Bali, aktual.com – Keresahan warga muncul karena keberadaan kandang babi di perbatasan antara wilayah Banjar Kikik dan Banjar Geluntung Kelod, yang menyebabkan bau tak sedap dan dugaan pencemaran lingkungan.

Mereka meminta agar kandang babi yang dimiliki oleh Nyoman L., seorang penduduk non-desa Geluntung, dipindahkan.

I Putu Gunarsa Wiranjaya, Perbekel Desa Geluntung, menyatakan bahwa pemilik lahan dan pemilik kandang babi atau pengelolanya merupakan entitas yang berbeda.

Meskipun kandang tersebut berdiri selama satu setengah tahun terakhir, tidak ada perizinan yang diajukan oleh pemilik kandang kepada pemerintah desa atau mendapat persetujuan dari warga setempat.

“Dari awal tidak ada perizinan ke kami.
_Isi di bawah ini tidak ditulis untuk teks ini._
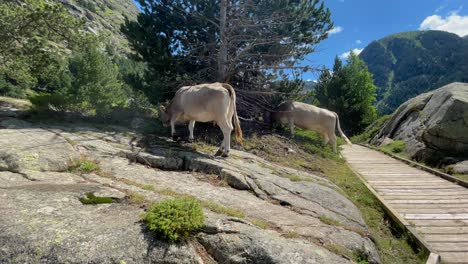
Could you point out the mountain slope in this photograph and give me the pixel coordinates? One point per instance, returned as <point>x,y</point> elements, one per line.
<point>104,16</point>
<point>409,63</point>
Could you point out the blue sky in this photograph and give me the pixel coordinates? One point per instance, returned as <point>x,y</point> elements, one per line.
<point>359,22</point>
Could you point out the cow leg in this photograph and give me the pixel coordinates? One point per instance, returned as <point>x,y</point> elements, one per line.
<point>173,129</point>
<point>226,144</point>
<point>222,146</point>
<point>191,127</point>
<point>333,141</point>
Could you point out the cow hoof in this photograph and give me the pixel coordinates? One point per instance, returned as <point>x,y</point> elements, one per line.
<point>219,153</point>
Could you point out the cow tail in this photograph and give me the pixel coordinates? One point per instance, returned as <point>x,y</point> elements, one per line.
<point>237,127</point>
<point>341,131</point>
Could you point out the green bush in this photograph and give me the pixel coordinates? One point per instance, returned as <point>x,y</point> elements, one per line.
<point>45,101</point>
<point>174,219</point>
<point>371,130</point>
<point>397,146</point>
<point>92,199</point>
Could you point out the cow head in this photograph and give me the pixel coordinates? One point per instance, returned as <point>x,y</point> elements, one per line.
<point>164,116</point>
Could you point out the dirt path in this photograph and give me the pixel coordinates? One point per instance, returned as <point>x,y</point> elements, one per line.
<point>432,207</point>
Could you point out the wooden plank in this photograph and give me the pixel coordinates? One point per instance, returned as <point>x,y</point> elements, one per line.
<point>433,258</point>
<point>418,185</point>
<point>425,192</point>
<point>433,210</point>
<point>446,238</point>
<point>444,201</point>
<point>450,246</point>
<point>429,206</point>
<point>454,257</point>
<point>442,230</point>
<point>407,182</point>
<point>423,188</point>
<point>435,223</point>
<point>424,197</point>
<point>459,216</point>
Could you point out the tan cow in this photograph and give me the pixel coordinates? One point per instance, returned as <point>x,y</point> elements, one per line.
<point>204,103</point>
<point>309,117</point>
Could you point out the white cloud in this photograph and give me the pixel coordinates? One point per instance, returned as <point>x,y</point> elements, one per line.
<point>335,30</point>
<point>452,23</point>
<point>346,54</point>
<point>440,8</point>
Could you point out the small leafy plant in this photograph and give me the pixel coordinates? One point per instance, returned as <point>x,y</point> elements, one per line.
<point>396,147</point>
<point>174,219</point>
<point>92,199</point>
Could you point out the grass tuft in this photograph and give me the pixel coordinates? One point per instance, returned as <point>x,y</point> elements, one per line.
<point>92,199</point>
<point>174,219</point>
Dan sudah sejak September 2023 lalu, warga protes terhadap keberadaan kandang babi. Terutama warga di Banjar Kikik. Karena wilayahnya berdampak langsung. Sedangkan warga di Banjar Geluntung Kelod juga sama,” ucapnya, Kamis (25/1).
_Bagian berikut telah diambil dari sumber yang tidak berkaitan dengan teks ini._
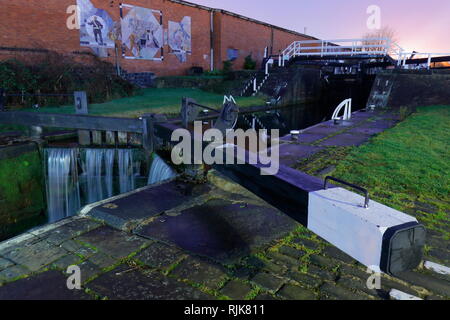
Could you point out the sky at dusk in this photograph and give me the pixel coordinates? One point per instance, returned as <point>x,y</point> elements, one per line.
<point>421,25</point>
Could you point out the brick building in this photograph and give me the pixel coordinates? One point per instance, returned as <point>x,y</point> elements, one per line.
<point>166,37</point>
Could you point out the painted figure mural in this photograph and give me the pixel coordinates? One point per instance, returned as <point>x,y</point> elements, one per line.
<point>139,32</point>
<point>142,33</point>
<point>179,38</point>
<point>96,26</point>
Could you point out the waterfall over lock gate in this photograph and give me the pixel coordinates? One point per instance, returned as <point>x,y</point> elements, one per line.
<point>63,192</point>
<point>160,171</point>
<point>77,177</point>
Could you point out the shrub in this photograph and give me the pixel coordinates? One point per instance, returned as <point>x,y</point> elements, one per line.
<point>56,73</point>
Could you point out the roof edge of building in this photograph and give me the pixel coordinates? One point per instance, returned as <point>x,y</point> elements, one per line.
<point>190,4</point>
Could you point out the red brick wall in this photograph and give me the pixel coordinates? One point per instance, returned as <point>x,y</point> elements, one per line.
<point>42,24</point>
Wiranjaya mengakui bahwa protes warga tersebut dibahas dalam rapat adat di banjar setempat, yang juga dihadirinya, pada tanggal 21 September 2023.
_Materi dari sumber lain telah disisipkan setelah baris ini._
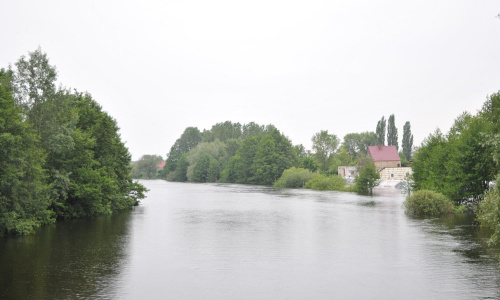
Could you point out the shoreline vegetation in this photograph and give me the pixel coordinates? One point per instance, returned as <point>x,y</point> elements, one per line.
<point>61,155</point>
<point>452,173</point>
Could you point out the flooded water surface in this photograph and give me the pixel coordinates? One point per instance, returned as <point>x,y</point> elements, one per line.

Dalam rapat itu, disepakati bahwa pemilik kandang akan menutup kandang selama empat bulan. Selama periode tersebut, pemilik akan membongkar kandang sendiri dan menjual babi serta bibitnya.

“Jadi sudah ada paruman adat yang kesepakatannya adalah menutup. Dengan tempo empat bulan itu,” ungkapnya.

Menurutnya, selama periode penutupan yang telah disepakati, ada dugaan bahwa pemilik kandang telah mengajukan perizinan kepada pemerintah desa dan warga setempat.

Namun, karena pengajuan tersebut dilakukan melalui OSS (Online Single Submission), dia tidak memiliki pengetahuan yang cukup mengenai proses perizinan tersebut.

Hal ini disebabkan oleh kurangnya keterlibatan pemerintah desa dalam proses tersebut.

Soal izin, itu diketahui dari perkiraan dengan turunnya Dinas Perizinan ke lapangan.

Dinas Lingkungan Hidup dan Kepolisian pun turun langsung ke lokasi.

Hal ini menimbulkan kesan bahwa pemilik kandang mungkin ingin menghindari pelaksanaan kesepakatan yang telah disepakati sebelumnya.

“Kami sejatinya taat pada aturan yang berlaku atau peraturan di atas. Tapi, ini sudah ada protes dari warga, dan kenapa malah sekarang mengurus izin. Sebaiknya menaati kesepakatan. Karena kami di desa tentu tidak ingin masalah ini berlanjut (antara warga dan pemilik),” jelasnya.

Sementara itu, Kepala Wilayah Banjar Kikik, Desa Geluntung, Ketut Nirta menjelaskan bahwa jumlah KK Dinas di banjarnya mencapai sekitar 50-an, sementara untuk KK adat sekitar 41 KK.

Seluruh warga merasakan bau yang tidak sedap dan menentang adanya pencemaran lingkungan.

Sejak rapat adat, baru sekitar tiga minggu yang lalu, pemilik kandang terlihat berupaya mengurus izin dengan cara membuat sapiteng.

“Warga kami tetap meminta sesuai kesepakatan. Karena sebaiknya itu dahulu yang dijalankan pemilik,” tegasnya.